How could Emmy judges turn a blind eye toward the eye-popping Starz series "American Gods"?
How could TBS' "Angie Tribeca," which packs as many belly laughs into each episode as any show on the air, go sadly unrecognized for a second year?
And what about Oprah Winfrey, whose starring performance in the HBO film "The Immortal Life of Henrietta Lacks" got an Emmy cold shoulder, as did her OWN network's drama "Queen Sugar," for which she is an executive producer?
Granted, there were some pleasant surprises.
Bill Camp's pitch-perfect performance as a world-weary detective in HBO's "The Night Of" was recognized among this limited series' 13 nods. So was Jackie Hoffman as the hilarious Mamacita in FX's "Feud: Bette and Joan."
Netflix's haunting anthology "Black Mirror" deservedly wangled a nomination with an episode submitted as a television movie.

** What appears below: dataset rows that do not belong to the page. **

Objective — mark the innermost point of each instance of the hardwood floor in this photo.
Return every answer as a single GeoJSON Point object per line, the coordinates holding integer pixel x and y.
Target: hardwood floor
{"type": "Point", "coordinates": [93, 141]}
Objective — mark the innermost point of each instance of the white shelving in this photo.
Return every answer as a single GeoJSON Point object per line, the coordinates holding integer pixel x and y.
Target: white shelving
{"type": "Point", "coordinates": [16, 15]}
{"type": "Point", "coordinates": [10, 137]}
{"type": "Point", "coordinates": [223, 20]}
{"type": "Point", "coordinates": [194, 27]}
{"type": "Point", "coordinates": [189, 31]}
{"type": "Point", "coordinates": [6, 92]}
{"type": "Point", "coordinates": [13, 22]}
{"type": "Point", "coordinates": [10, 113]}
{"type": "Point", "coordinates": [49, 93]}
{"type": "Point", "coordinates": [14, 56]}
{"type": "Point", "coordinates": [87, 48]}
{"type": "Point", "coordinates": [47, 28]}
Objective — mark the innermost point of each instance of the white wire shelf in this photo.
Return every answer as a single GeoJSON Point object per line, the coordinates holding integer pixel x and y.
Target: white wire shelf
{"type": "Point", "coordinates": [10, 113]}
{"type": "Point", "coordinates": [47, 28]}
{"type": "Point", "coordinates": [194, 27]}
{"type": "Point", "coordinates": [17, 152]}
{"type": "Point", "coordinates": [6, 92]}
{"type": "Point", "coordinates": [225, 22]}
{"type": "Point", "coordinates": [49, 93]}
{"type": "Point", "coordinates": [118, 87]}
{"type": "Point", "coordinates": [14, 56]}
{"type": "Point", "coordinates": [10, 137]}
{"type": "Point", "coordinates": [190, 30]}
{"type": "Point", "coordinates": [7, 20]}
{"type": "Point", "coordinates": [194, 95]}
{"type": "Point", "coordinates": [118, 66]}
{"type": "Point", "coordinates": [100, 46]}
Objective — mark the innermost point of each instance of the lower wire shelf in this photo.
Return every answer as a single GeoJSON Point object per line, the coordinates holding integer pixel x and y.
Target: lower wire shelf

And fans of laceratingly funny topical humor were cheered by the slate of nominees for best variety talk alongside CBS' just-for-fun "The Late Late Show with James Corden: TBS' "Full Frontal with Samantha Bee," ABC's "Jimmy Kimmel Live," HBO's "Last Week Tonight with John Oliver," HBO's "Real Time with Bill Maher" and, most notably, CBS' "The Late Show with Stephen Colbert," which in its second season has soared on a political acid trip. (Odd guy out: NBC's "The Tonight Show" starring maybe-too-nice Jimmy Fallon.)

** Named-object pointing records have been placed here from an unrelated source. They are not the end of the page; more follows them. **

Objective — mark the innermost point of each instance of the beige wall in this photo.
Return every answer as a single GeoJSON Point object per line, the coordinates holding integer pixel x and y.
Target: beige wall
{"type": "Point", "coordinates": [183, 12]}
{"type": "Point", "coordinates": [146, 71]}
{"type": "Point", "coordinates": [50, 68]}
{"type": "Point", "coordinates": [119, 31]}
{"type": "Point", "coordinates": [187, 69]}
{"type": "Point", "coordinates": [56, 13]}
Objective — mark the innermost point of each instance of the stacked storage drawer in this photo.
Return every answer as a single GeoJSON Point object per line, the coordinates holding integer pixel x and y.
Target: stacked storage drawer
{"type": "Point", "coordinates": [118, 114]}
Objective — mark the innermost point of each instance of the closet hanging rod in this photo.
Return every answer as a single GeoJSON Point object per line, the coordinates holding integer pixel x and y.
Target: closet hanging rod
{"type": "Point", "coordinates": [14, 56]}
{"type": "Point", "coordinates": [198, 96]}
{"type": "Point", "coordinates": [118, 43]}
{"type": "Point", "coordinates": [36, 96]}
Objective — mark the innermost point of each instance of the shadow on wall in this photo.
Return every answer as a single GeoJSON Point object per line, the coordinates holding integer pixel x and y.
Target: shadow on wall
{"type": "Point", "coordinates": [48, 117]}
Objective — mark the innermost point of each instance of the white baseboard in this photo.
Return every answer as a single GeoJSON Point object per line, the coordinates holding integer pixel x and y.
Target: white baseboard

It was some consolation to see Keri Russell and Matthew Rhys both nominated for a second year for their startlingly ambitious performances on FX's cold-war drama "The Americans," which has generally encountered a "nyet" policy from Emmy judges. And it was all the more delightful to see Rhys snag a second nomination for Comedy Series Guest Actor for his cunning portrayal on an episode of HBO's "Girls."
On the other hand, "Girls" and its creator Lena Dunham were overlooked in its final season. So was HBO's eerie "The Leftovers," which left the air after three seasons totally ignored by Emmy.

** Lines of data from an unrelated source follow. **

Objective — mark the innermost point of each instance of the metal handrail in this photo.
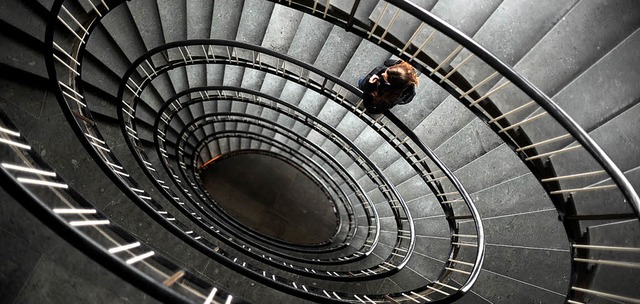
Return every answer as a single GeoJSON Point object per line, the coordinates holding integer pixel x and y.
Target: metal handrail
{"type": "Point", "coordinates": [88, 245]}
{"type": "Point", "coordinates": [236, 60]}
{"type": "Point", "coordinates": [62, 99]}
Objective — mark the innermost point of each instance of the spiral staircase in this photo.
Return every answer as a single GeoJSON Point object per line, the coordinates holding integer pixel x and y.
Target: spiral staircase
{"type": "Point", "coordinates": [509, 179]}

And what's the deal with HBO's "Divorce," a penetrating comedy-drama starring Sarah Jessica Parker and Thomas Haden Church that seemed so out-of-sight, out-of-mind after its first season aired last fall that even Snubs lists snubbed it.
Of course, the day's big winners, with 22 nominations apiece, were HBO's worthy "Westworld" and — what?! — NBC's "Saturday Night Live."
It was hard to view "SNL's" haul without eyebrows raised. In a year of spectacular performances on a bounty of comedies, many new or previously overlooked, "SNL" seized three of six nominations for best supporting actress (Vanessa Bayer, Leslie Jones and Kate McKinnon). It grabbed three out of six of the comedy series "guest actor" nominations (for Dave Chappelle, Lin-Manuel Miranda and Tom Hanks, all guest hosts). It landed two of six "guest actress" nods (for guest hosts Kristen Wiig and Melissa McCarthy). And it handed a "supporting actor" nomination to Alec Baldwin, a frequent drop-in impersonating President Donald Trump, while shutting out all of its male cast members.
Since Emmy judges love it this much, maybe "SNL" should be awarded its own category.